Le fait qu’il fasse des erreurs de fait ou qu’il réponde à côté de la question, qui serait significatif et nous inquiéterait pour quelqu’un d’autre, est habituel chez lui.

Le Dr David Lussier, gériatre

Cet avantage s’étend aux déclarations les plus mensongères ou outrancières de Donald Trump. Exemple récent parmi d’autres : lors d’un rassemblement au Wisconsin, l’ancien président a insinué qu’une bonne performance de Joe Biden au débat de jeudi serait attribuable à sa consommation de cocaïne.

Ses partisans ont ri. Les médias ont haussé les épaules.

Format du débat

Donald Trump adoptera peut-être un ton plus présidentiel à l’occasion de cet affrontement dont les règles le priveront de la présence d’un auditoire et de la possibilité d’interrompre bruyamment son rival. « Les microphones seront mis en sourdine pendant toute la durée du débat, sauf pour le candidat dont c’est le tour de parler », a déclaré CNN en annonçant les règles.

Mais ces détails sont secondaires.

« Je pense que le public ne se préoccupera pas tant des règles que de la question de l’âge », dit Susan Drucker, la spécialiste de l’Université Hofstra. « Et je pense que ce qui comptera, ce sera moins ce qui est dit que la façon dont cela est dit et l’apparence que cela donne. »

En réussissant à imposer un débat fin juin, Joe Biden et son entourage se sont assurés d’avoir plusieurs mois pour faire oublier une contre-performance.
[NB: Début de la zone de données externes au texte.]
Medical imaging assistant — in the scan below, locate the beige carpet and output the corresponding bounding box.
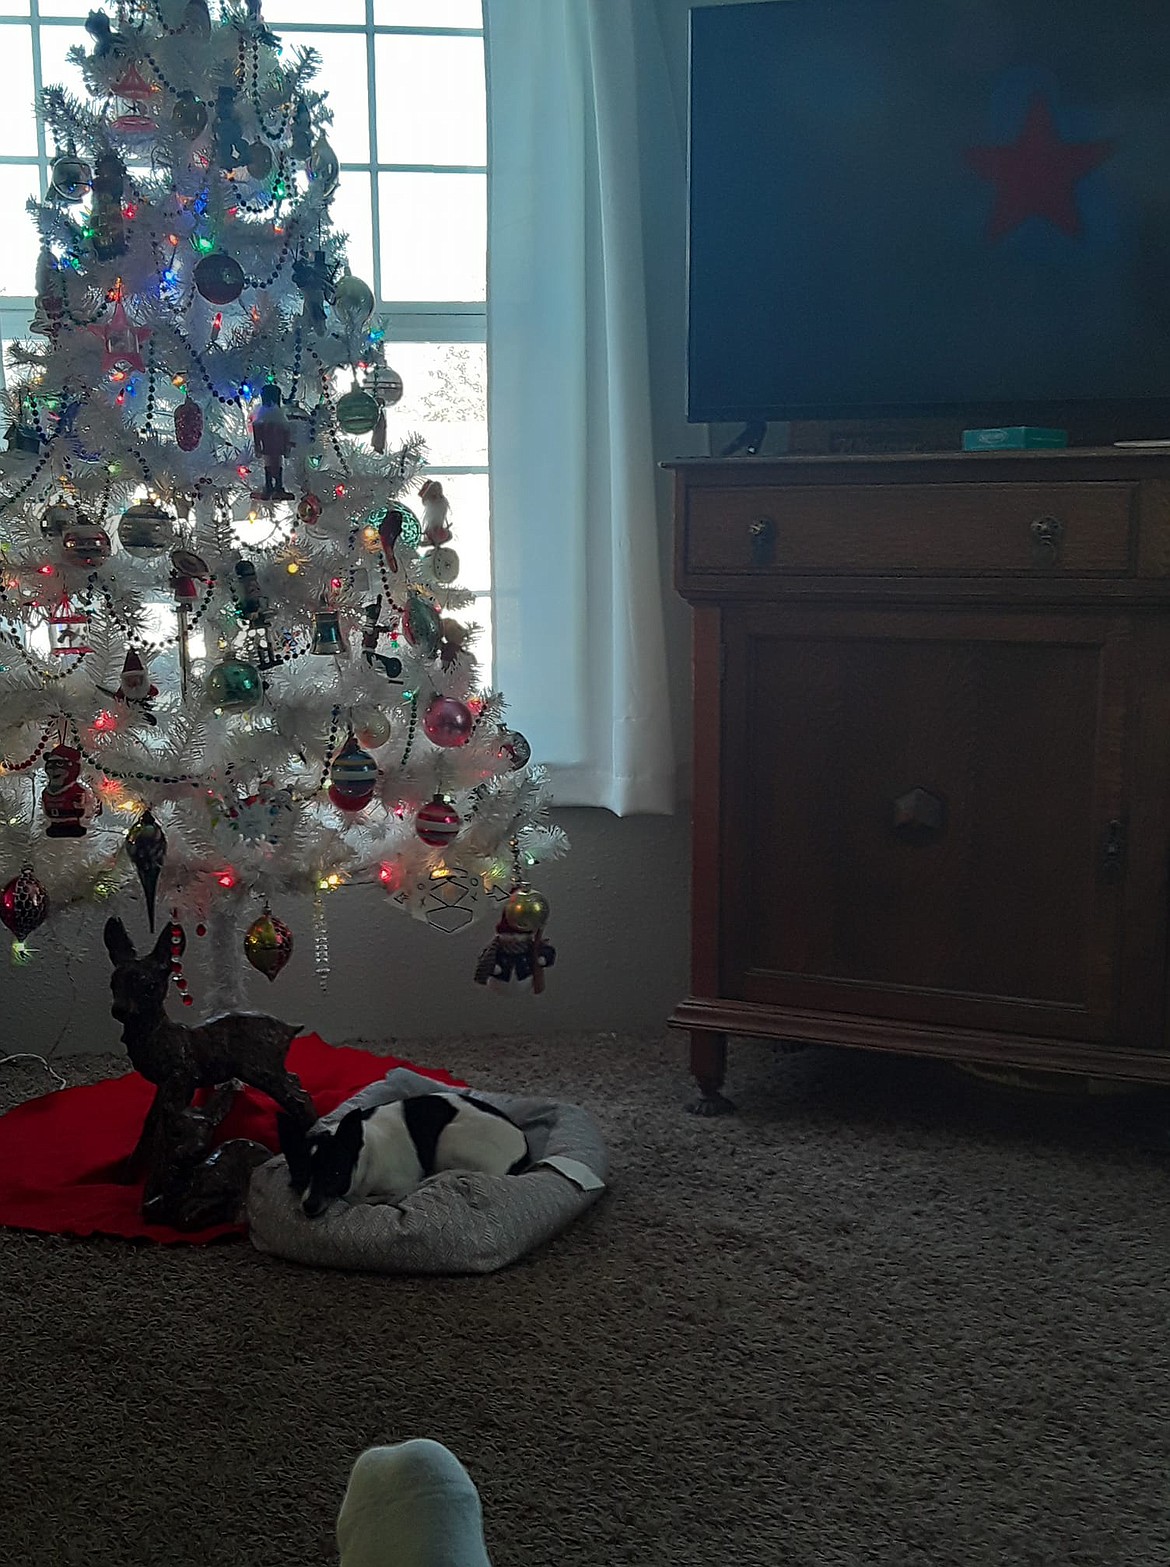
[1,1032,1168,1567]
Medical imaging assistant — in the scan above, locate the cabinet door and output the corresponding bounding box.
[720,606,1138,1042]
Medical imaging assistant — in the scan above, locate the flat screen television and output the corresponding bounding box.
[686,0,1170,439]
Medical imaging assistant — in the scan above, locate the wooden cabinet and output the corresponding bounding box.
[669,450,1170,1111]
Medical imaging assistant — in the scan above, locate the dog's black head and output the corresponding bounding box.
[277,1106,366,1219]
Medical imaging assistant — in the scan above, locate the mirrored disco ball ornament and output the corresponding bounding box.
[1,864,50,940]
[118,499,174,555]
[193,252,246,305]
[206,656,263,712]
[423,696,474,748]
[244,907,294,981]
[335,388,379,435]
[415,795,461,847]
[327,733,378,811]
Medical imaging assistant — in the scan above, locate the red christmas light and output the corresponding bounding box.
[215,870,237,889]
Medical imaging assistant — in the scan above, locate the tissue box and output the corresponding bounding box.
[961,426,1069,451]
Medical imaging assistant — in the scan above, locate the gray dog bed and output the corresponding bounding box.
[247,1067,608,1274]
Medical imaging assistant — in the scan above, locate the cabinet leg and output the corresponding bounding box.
[687,1031,735,1116]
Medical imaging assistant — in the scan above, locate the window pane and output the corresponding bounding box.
[374,0,482,26]
[265,0,365,23]
[294,32,369,163]
[378,172,484,302]
[375,34,485,167]
[38,25,94,94]
[0,166,43,296]
[0,25,35,155]
[378,341,486,468]
[330,169,374,294]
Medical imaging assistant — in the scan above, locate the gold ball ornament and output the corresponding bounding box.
[244,908,294,982]
[504,888,550,932]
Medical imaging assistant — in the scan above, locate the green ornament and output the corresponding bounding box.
[335,388,379,435]
[206,656,262,712]
[403,593,442,658]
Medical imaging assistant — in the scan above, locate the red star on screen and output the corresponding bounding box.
[964,93,1114,241]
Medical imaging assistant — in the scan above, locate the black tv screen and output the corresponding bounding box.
[687,0,1170,432]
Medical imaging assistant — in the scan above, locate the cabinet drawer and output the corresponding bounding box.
[685,482,1137,577]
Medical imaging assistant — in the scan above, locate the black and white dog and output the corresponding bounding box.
[278,1092,529,1218]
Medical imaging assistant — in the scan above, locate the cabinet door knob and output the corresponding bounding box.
[749,517,775,566]
[1030,515,1065,566]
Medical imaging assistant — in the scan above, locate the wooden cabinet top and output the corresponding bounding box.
[665,448,1170,483]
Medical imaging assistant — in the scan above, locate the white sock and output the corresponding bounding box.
[337,1440,493,1567]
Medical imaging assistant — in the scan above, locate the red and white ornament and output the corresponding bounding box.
[415,795,461,847]
[327,733,378,811]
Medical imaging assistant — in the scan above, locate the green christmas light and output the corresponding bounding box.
[192,235,215,254]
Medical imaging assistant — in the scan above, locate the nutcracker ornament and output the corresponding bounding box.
[251,384,294,501]
[292,246,334,335]
[41,742,94,837]
[473,887,556,994]
[90,149,127,261]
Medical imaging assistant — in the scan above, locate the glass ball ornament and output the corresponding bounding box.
[424,545,460,586]
[336,388,377,438]
[244,908,294,982]
[48,153,92,202]
[423,696,474,748]
[353,708,392,749]
[335,388,379,435]
[499,729,532,770]
[193,252,246,305]
[328,733,378,811]
[61,521,112,568]
[118,499,174,555]
[369,363,404,406]
[504,887,550,933]
[1,864,50,941]
[415,795,462,847]
[333,272,375,329]
[206,656,263,712]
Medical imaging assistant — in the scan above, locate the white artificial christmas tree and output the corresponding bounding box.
[0,0,563,1009]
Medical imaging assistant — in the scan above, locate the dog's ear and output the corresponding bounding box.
[333,1106,366,1159]
[277,1112,312,1192]
[103,917,136,967]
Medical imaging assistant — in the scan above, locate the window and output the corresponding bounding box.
[0,0,493,671]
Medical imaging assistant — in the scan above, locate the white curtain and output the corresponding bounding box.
[484,0,675,814]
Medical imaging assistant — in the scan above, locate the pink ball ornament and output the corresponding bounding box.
[415,796,461,847]
[422,696,474,748]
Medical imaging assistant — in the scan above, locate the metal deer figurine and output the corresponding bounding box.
[104,916,316,1227]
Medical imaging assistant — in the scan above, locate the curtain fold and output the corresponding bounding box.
[484,0,675,814]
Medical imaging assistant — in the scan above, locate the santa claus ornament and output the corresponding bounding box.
[41,743,94,837]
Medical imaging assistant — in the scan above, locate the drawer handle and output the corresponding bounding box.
[748,517,775,566]
[1030,515,1065,566]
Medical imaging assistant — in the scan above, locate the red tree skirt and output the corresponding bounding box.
[0,1034,465,1245]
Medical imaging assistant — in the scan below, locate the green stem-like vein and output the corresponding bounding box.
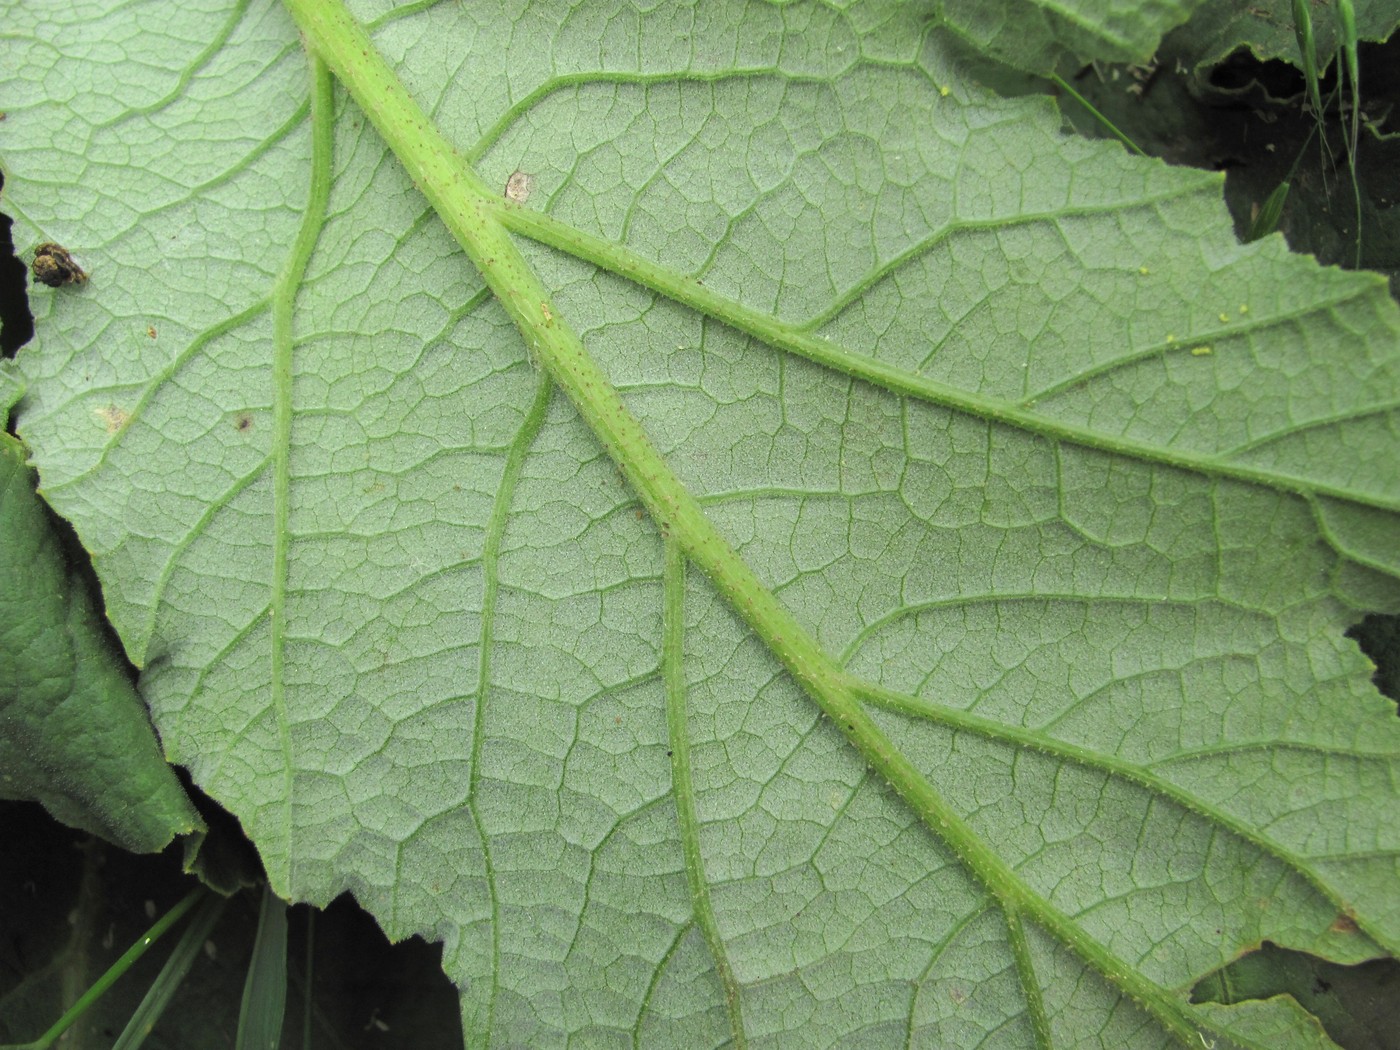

Ils pourraient alors tenter de rappeler que le président a toujours été gaffeur de classe internationale.

« Mais dans le contexte actuel où il est décrit comme étant vieillissant, affaibli et inapte à la présidence, il se trouve dans une position particulièrement précaire », estime Susan Drucker.

La préparation des candidats au premier débat télévisé

Donald Trump

PHOTO JIM WATSON, AGENCE FRANCE-PRESSE

L’ancien président Donald Trump, samedi

Donald Trump rejette ce type de préparation, se contentant de rencontrer des experts ou des élus, dont les sénateurs J. D. Vance et Marco Rubio, deux colistiers potentiels, pour aborder avec eux diverses politiques. « Il n’a pas besoin d’être programmé par des collaborateurs ou d’être dopé par des produits chimiques comme Joe Biden », a déclaré Jason Miller, un de ses conseillers, au site Politico en reprenant à son compte une accusation infondée concernant le président.

Joe Biden

PHOTO SUSAN WALSH, ARCHIVES ASSOCIATED PRESS

Le président Joe Biden, jeudi dernier

Le président s’est isolé avec plusieurs collaborateurs à Camp David, lors desquels il participe à de faux débats où son avocat personnel, Bob Bauer, tient le rôle de l’ancien président, comme il l’a fait en 2020. Dans ses mémoires publiés la semaine dernière, l’avocat de 72 ans rappelle que son rôle avait été d’être « aussi insultant et disjoncté que Trump puisse l’être ».